Please do not take anything I said as "the right advice" because so much is dependent on the product and the business, and the expertise you have in house. If it's an MVP what you are building, you may discover that most of this is out of context.

Wedge Martin CTO at Vivo Technology Inc

December 4th, 2015

I'd save yourself the money on paying someone to run your search cluster for you.  It takes all of about 30 minutes to set up a functioning elastic search cluster and that much more to get some decent monitoring going.  We ran all of the commercial side of Ebay off of Lucene ( the search engine under the hood of ElasticSearch ) for a long time and it held up very well. Far more than 10 updates per second and wasn't that big a cluster, all things considered.  For the writes, my team did some large social mobile networks that handled ~800 queries ( on geospatial indexes )  and updates per second, with the back end being a 3x3 MongoDB cluster of ~200$/mo EC2 nodes.  You don't necessarily need to go NoSQL though if you write your sharding logic in code so that you can parallelize your I/O to several back end master/slave sets. 

Jofin Joseph Lead data diagnostics at Vibe

December 4th, 2015

Thanks a lot for the suggestions and sorry for not being comprehensive enough in my question. Our data records are all text with an average size of 3 KB per record. Hence we are estimating the maximum size to be: around 6000 GB

Our use case involves searching and retrieving individual records from this dataset which can go upto a frequency of upto 50 per second. There will also be update operations on the record happening at a rate of upto 10 per second.

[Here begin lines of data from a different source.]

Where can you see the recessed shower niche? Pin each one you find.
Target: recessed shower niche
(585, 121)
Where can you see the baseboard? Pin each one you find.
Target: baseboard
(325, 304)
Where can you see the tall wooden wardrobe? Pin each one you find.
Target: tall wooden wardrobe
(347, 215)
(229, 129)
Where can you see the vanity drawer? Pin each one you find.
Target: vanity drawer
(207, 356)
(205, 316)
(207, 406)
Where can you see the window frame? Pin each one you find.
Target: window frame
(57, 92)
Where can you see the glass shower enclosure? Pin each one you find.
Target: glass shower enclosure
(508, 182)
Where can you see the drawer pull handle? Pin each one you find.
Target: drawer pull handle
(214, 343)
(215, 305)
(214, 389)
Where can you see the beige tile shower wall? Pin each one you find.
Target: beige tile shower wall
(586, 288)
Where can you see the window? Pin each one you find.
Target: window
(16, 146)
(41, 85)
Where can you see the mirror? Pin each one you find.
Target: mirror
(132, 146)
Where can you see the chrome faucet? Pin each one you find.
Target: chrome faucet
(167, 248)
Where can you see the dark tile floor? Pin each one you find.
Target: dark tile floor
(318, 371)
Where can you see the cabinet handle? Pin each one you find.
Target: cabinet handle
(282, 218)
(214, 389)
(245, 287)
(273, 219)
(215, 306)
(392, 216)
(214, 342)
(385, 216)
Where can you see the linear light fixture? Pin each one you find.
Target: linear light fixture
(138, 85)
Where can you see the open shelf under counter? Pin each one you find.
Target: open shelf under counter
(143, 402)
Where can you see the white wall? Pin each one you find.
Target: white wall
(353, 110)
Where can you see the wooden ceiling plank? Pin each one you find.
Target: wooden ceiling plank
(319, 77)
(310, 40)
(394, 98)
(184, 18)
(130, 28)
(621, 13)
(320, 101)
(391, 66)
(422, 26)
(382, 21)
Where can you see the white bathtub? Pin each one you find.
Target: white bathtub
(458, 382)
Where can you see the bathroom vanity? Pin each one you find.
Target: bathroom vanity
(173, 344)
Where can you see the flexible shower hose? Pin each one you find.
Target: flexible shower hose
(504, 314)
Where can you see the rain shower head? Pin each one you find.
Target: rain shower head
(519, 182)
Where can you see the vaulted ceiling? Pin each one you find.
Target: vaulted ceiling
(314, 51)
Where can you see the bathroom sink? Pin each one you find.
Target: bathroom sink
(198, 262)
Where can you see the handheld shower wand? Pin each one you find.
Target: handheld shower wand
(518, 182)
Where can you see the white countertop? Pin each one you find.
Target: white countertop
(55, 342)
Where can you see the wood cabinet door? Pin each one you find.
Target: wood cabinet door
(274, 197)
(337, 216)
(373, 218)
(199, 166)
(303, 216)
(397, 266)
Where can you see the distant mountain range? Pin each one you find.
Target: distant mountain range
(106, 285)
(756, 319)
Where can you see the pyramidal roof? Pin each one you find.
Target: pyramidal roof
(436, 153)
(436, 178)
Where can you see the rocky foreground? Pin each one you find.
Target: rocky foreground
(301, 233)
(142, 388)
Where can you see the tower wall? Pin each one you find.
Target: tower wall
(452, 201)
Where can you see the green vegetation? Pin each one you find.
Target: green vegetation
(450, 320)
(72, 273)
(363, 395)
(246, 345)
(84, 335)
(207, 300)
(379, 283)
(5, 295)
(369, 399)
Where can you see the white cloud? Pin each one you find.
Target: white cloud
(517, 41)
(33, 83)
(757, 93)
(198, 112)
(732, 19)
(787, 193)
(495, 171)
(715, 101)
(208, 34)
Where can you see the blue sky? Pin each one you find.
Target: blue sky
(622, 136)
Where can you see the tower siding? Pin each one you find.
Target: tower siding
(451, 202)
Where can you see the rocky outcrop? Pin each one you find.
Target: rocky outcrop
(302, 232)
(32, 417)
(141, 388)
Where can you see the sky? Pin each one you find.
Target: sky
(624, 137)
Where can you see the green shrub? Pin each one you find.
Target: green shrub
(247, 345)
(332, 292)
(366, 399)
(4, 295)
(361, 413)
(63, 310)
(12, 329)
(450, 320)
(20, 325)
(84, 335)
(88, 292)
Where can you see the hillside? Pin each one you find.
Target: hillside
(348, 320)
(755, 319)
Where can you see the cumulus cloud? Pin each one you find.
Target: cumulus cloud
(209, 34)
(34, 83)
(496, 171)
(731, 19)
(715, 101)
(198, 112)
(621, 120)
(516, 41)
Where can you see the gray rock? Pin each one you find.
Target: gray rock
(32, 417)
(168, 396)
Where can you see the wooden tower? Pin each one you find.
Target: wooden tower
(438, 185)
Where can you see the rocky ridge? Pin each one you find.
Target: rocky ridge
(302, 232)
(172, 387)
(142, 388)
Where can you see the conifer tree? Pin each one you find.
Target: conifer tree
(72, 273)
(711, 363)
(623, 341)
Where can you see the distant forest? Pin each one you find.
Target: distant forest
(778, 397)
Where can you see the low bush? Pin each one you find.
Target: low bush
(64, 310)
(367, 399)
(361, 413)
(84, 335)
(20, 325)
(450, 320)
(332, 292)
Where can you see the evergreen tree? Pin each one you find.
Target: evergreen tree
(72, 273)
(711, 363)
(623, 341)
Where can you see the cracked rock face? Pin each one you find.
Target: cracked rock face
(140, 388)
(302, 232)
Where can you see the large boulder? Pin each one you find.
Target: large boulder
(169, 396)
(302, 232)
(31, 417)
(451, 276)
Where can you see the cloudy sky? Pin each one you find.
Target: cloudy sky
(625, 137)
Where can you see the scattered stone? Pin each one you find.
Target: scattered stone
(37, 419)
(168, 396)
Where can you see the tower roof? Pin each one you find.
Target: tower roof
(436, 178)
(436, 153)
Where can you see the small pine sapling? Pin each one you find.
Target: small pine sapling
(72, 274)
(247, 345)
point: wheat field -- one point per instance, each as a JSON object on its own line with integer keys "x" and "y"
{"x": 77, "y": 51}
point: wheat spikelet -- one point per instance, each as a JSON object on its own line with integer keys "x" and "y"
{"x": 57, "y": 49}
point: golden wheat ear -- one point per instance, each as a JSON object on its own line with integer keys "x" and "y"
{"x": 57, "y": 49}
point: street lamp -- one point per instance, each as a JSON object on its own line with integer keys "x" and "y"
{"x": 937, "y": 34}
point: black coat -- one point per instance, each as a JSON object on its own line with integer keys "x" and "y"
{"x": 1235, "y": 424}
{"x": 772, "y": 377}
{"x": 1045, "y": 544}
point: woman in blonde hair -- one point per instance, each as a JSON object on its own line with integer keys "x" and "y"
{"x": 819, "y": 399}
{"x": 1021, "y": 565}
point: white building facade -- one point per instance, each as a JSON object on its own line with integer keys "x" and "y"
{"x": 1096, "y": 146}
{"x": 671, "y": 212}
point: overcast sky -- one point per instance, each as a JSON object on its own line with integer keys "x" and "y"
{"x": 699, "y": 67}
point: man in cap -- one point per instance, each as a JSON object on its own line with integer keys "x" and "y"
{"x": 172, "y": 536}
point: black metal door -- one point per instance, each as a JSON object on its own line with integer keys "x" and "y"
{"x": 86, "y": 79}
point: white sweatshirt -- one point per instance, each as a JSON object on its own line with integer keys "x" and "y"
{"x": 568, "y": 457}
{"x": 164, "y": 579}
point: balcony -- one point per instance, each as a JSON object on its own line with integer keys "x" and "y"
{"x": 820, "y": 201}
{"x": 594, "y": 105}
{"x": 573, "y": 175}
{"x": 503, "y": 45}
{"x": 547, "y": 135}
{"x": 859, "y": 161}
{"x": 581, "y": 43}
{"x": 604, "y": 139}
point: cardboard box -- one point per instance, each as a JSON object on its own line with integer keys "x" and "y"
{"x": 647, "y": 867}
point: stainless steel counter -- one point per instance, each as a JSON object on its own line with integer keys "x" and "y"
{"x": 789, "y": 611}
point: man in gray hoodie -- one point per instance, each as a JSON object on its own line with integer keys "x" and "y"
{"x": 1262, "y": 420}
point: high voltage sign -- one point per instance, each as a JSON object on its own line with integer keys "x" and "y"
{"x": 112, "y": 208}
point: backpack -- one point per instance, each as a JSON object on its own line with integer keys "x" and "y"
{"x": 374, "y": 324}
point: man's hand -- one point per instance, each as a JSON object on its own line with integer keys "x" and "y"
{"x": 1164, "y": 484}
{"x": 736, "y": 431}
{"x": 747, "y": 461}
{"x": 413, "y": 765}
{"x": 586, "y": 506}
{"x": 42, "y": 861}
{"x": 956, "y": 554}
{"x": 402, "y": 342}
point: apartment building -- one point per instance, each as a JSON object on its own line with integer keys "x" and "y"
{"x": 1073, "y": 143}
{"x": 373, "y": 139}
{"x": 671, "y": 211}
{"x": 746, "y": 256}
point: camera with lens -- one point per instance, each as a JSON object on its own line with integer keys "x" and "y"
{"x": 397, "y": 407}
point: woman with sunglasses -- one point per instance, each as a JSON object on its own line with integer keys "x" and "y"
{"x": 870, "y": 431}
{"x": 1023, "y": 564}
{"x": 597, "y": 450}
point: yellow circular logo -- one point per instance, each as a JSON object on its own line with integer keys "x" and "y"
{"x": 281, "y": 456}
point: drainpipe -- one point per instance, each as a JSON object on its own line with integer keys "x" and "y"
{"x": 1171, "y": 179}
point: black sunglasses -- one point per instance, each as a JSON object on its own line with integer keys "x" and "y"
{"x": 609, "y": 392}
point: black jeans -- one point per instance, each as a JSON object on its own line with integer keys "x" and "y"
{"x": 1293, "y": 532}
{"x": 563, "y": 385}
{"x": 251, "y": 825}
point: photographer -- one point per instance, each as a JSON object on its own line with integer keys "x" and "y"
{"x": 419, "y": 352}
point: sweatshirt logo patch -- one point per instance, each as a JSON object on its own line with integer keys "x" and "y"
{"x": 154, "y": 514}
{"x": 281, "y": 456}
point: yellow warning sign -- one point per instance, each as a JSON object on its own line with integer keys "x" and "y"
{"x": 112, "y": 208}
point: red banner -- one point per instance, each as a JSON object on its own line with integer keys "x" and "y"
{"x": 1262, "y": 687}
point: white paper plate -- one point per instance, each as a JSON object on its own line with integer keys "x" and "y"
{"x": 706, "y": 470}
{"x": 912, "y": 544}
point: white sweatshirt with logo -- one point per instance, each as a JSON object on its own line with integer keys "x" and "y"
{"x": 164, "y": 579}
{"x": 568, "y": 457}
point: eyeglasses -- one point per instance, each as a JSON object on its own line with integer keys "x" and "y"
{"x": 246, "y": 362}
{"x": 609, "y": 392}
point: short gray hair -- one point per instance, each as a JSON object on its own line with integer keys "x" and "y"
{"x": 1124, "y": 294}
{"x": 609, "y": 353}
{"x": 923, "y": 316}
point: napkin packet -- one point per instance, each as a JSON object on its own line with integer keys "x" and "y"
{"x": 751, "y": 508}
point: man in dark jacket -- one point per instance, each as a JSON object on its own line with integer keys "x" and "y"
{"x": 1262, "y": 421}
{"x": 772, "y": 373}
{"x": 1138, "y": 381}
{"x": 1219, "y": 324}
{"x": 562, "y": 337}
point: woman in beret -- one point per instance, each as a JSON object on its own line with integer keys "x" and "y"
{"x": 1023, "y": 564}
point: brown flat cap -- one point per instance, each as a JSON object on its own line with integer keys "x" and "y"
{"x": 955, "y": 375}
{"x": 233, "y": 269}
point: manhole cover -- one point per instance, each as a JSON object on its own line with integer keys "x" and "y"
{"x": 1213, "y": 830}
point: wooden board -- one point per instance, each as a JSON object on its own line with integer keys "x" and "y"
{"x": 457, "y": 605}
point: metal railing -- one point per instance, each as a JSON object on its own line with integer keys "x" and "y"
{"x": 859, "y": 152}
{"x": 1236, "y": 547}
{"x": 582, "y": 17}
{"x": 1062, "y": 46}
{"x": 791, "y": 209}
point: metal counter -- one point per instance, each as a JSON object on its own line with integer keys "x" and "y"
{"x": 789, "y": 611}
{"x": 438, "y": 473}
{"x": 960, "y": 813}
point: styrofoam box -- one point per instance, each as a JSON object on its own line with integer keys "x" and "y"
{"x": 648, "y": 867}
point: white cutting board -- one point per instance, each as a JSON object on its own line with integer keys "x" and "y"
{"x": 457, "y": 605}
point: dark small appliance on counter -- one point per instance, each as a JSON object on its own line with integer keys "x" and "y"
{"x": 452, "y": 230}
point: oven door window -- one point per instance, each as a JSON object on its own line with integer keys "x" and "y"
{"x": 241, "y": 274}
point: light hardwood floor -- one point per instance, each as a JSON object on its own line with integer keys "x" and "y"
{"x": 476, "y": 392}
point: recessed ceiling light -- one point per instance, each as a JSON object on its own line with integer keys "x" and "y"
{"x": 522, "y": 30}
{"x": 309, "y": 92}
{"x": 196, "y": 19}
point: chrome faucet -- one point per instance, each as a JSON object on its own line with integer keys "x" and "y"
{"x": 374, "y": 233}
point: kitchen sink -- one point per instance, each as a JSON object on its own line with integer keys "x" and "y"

We are contemplating all the options in front of us to reach a decision. Would appreciate more thoughts.

Slavomir Jasinski Technical Director at Real Estate Industry

December 3rd, 2015

Kind of interesting talk related with using Python and moving towards golang:

https://www.youtube.com/watch?v=JOx9enktnUM

So if you are looking for super efficiency - consider something "better" then Python. 

Wedge Martin CTO at Vivo Technology Inc

December 3rd, 2015

Lots of good answers here so I'm late to the party.  My short answer is, you can scale just about any platform to handle X traffic load, but the real difference will be in how much development time you have to put into sharding your data, and how much the platform will cost to run.    Django and MySQL can get you there reasonably well, and ElasticSearch is a great solution for handling search queries and being a bit of a buffer from your database.  My personal preference would be MongoDB, as I've got a lot of experience with it, but you want someone in-house that really knows the platform well. Some other good decisions to make will be around how the app is architected;  the back end should be all API endpoints feeding the front end clients ( mobile or otherwise ) and no views generated server side.  Layer cache on top of everything, and make sure that you overwrite entries in cache when data is updated instead of letting it expire as to avoid stampeding.